Mais la plupart des pays européens sont d'un avis contraire.

"Il faut que nous trouvions notre place par rapport à l'Amérique et à l'Asie", a estimé lors d'une conférence de presse le ministre allemand des Transports, Wolfgang Tiefensee, dont le pays préside actuellement l'Union européenne.


GALILEO SUR LE PAS DE TIR

Dès lors, les Vingt-Sept se sont rassemblés pour décider de prendre le relais, mettant fin, du moins pour la construction et le lancement des 30 satellites nécessaires, à un partenariat public-privé qui a échoué, comme souvent dans des projets risqués qui requièrent au début l'intervention de l'Etat.

"Nous pouvons remettre le projet Galileo sur le pas de tir pour le rendre opérationnel en 2012", s'est réjoui Jacques Barrot, le commissaire européen aux Transports.

Les Vingt-Sept ont donc décidé que l'argent public financerait l'infrastructure satellitaire pour un coût de 3,4 milliards d'euros, soit 2,4 milliards supplémentaires par rapport au milliard d'euros déjà injecté, sur un coût total, exploitation comprise, de 10 milliards d'euros.

Barrot a relativisé l'ampleur de ces sommes en expliquant que cela représentait 400 millions d'euros sur six ans, soit le coût de la construction de 400 kilomètres d'autoroute par an.

Mais les détails devront être réglés à l'automne et Tiefensee n'a pas exclu un désaccord qui fasse échouer le projet, dans le mesure où deux camps s'affrontent.

La Commission, le Parlement de Strasbourg et la plupart des Etats membres sont favorables à un financement par le budget européen des 2,4 milliards d'euros nécessaires.

Ce montant est disponible, puisque chaque année de trois à 10 milliards d'euros représentant la différence entre les crédits d'engagement - les sommes prévues pour les projets - et les crédits de paiement - les montants réellement payés - sont ristournés aux Etats membres à l'issue de l'exercice budgétaire.


MÉFIANCE FRANCO-ALLEMANDE

Mais l'Allemagne, le Royaume-Uni et les Pays-Bas préféreraient un système par lequel chaque pays fournirait une contribution à l'Agence spatiale européenne.

Ces pays veulent s'assurer ainsi des retombées plus importantes dans le domaine industriel - au sein de l'agence, le "retour" est égal à ce qui est mis dans le pot commun - et limiter l'intrusion de la Commission européenne dans la gestion.

Pour certains responsables, il s'agit d'une conséquence de la méfiance qui s'est installée entre la France et l'Allemagne dans le cadre de la restructuration d'Airbus, filiale d'EADS (EAD), chacun tirant la couverture à soi.

Aucun pays n'a voulu totalement exclure une option - Tiefensee a même parlé d'y associer en partie le secteur privé - et, selon des sources de la Commission, c'est un mélange des deux possibilités qui devrait finalement s'imposer.
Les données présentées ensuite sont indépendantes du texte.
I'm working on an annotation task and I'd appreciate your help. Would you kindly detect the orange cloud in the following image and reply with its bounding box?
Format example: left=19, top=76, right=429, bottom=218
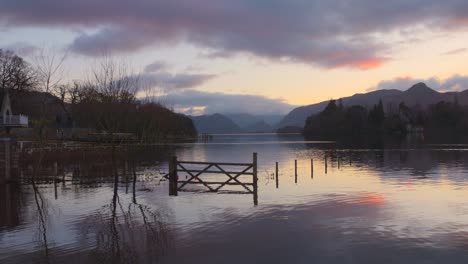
left=349, top=58, right=384, bottom=70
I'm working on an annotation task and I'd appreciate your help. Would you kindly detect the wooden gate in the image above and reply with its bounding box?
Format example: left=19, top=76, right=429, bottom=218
left=169, top=153, right=258, bottom=205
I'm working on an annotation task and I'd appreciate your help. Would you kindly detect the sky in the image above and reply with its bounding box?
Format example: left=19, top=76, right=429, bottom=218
left=0, top=0, right=468, bottom=114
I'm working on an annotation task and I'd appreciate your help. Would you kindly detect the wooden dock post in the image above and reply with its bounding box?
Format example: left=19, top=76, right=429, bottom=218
left=275, top=162, right=279, bottom=189
left=325, top=154, right=328, bottom=174
left=310, top=159, right=314, bottom=179
left=294, top=160, right=297, bottom=183
left=252, top=152, right=258, bottom=205
left=169, top=156, right=178, bottom=196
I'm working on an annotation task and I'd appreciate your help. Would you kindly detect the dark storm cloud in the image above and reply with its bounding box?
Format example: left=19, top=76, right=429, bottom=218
left=155, top=90, right=294, bottom=114
left=367, top=75, right=468, bottom=92
left=0, top=0, right=468, bottom=69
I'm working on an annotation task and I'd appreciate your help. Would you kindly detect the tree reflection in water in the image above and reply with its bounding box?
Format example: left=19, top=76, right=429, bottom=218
left=77, top=154, right=172, bottom=263
left=9, top=146, right=173, bottom=263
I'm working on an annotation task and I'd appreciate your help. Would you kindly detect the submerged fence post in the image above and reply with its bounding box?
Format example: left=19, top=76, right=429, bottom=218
left=169, top=156, right=177, bottom=196
left=325, top=154, right=328, bottom=174
left=294, top=160, right=297, bottom=183
left=252, top=152, right=258, bottom=205
left=310, top=159, right=314, bottom=179
left=276, top=162, right=279, bottom=189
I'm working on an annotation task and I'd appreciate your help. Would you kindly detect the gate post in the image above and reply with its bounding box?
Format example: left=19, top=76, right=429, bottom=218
left=169, top=156, right=178, bottom=196
left=252, top=152, right=258, bottom=205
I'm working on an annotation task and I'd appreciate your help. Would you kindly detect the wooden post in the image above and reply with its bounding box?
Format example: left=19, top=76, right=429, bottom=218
left=294, top=160, right=297, bottom=183
left=252, top=152, right=258, bottom=205
left=310, top=159, right=314, bottom=179
left=54, top=177, right=58, bottom=200
left=276, top=162, right=279, bottom=189
left=325, top=154, right=328, bottom=174
left=169, top=156, right=178, bottom=196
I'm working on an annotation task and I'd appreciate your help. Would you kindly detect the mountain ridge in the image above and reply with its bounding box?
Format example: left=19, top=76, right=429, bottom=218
left=276, top=83, right=468, bottom=128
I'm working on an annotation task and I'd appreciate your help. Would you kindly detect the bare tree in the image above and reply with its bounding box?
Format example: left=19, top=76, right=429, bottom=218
left=88, top=57, right=140, bottom=138
left=0, top=49, right=36, bottom=93
left=33, top=49, right=67, bottom=144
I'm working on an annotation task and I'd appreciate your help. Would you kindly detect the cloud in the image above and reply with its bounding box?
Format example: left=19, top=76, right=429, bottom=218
left=3, top=42, right=39, bottom=57
left=144, top=61, right=170, bottom=73
left=140, top=72, right=216, bottom=90
left=0, top=0, right=468, bottom=70
left=367, top=75, right=468, bottom=92
left=154, top=90, right=295, bottom=115
left=443, top=48, right=468, bottom=55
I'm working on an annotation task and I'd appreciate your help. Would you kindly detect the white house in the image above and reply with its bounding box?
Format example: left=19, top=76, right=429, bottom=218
left=0, top=89, right=28, bottom=132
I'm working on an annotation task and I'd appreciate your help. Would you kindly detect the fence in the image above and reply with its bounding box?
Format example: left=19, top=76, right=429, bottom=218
left=169, top=153, right=258, bottom=205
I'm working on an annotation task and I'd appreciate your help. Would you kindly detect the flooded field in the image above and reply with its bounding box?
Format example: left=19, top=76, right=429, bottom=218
left=0, top=134, right=468, bottom=263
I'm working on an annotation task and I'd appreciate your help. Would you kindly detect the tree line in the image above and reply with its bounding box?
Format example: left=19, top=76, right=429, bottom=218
left=303, top=97, right=468, bottom=140
left=0, top=49, right=197, bottom=143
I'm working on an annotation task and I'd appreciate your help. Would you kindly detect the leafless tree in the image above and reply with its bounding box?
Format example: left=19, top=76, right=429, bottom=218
left=88, top=57, right=140, bottom=137
left=0, top=49, right=36, bottom=93
left=34, top=49, right=67, bottom=142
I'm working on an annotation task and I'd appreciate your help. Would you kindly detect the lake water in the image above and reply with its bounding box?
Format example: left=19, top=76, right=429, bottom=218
left=0, top=135, right=468, bottom=264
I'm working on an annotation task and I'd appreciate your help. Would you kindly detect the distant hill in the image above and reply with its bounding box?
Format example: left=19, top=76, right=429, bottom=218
left=244, top=120, right=273, bottom=133
left=223, top=113, right=284, bottom=129
left=277, top=83, right=468, bottom=128
left=190, top=114, right=243, bottom=134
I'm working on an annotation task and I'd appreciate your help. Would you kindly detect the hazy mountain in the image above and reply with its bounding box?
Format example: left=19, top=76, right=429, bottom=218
left=223, top=113, right=284, bottom=129
left=277, top=83, right=468, bottom=127
left=190, top=114, right=243, bottom=134
left=244, top=120, right=273, bottom=133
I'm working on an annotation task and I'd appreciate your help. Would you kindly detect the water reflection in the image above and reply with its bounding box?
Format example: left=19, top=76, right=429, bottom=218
left=0, top=135, right=468, bottom=263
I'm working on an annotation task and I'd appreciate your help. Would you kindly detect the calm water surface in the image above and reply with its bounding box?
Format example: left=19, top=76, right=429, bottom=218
left=0, top=135, right=468, bottom=263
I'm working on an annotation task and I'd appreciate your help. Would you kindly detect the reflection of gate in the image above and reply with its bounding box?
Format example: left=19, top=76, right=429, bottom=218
left=169, top=153, right=258, bottom=204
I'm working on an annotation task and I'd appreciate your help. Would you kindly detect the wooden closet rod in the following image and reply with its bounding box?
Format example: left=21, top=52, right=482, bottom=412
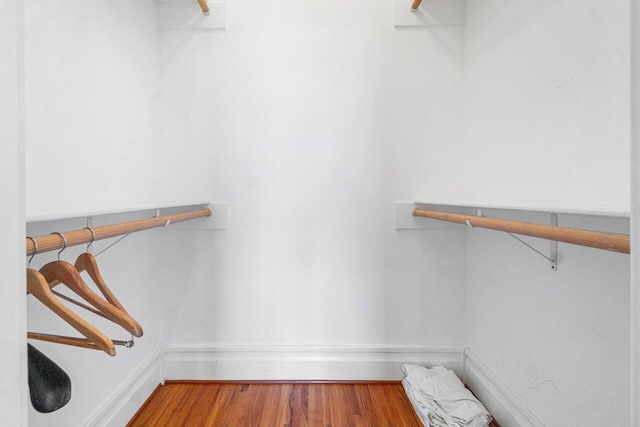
left=198, top=0, right=209, bottom=15
left=413, top=209, right=630, bottom=254
left=27, top=209, right=211, bottom=255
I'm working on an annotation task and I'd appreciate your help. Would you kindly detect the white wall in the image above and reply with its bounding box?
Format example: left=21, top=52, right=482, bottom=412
left=155, top=0, right=464, bottom=368
left=25, top=0, right=159, bottom=217
left=23, top=0, right=161, bottom=426
left=465, top=0, right=630, bottom=426
left=630, top=2, right=640, bottom=426
left=0, top=0, right=29, bottom=426
left=465, top=212, right=630, bottom=426
left=464, top=0, right=629, bottom=212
Beaucoup plus précis que le GPS, Galileo devrait avoir de multiples applications dans l'agriculture, les transports, l'environnement, la pêche, la surveillance des infrastructures.

Le consortium privé choisi est composé de grands groupes industriels européens: le géant de l'aérospatiale EADS (EAD), les français Thales (HO) et Alcatel-Lucent (ALU), le britannique Inmarsat, l'italien Finmeccanica, les espagnols AENA et Hispasat et le duo allemand Deutsche Telekom-Centre aérospatial allemand.

Même s'il renonce au financement de l'infrastructure, il lui reviendra d'exploiter Galileo lorsqu'il sera opérationnel.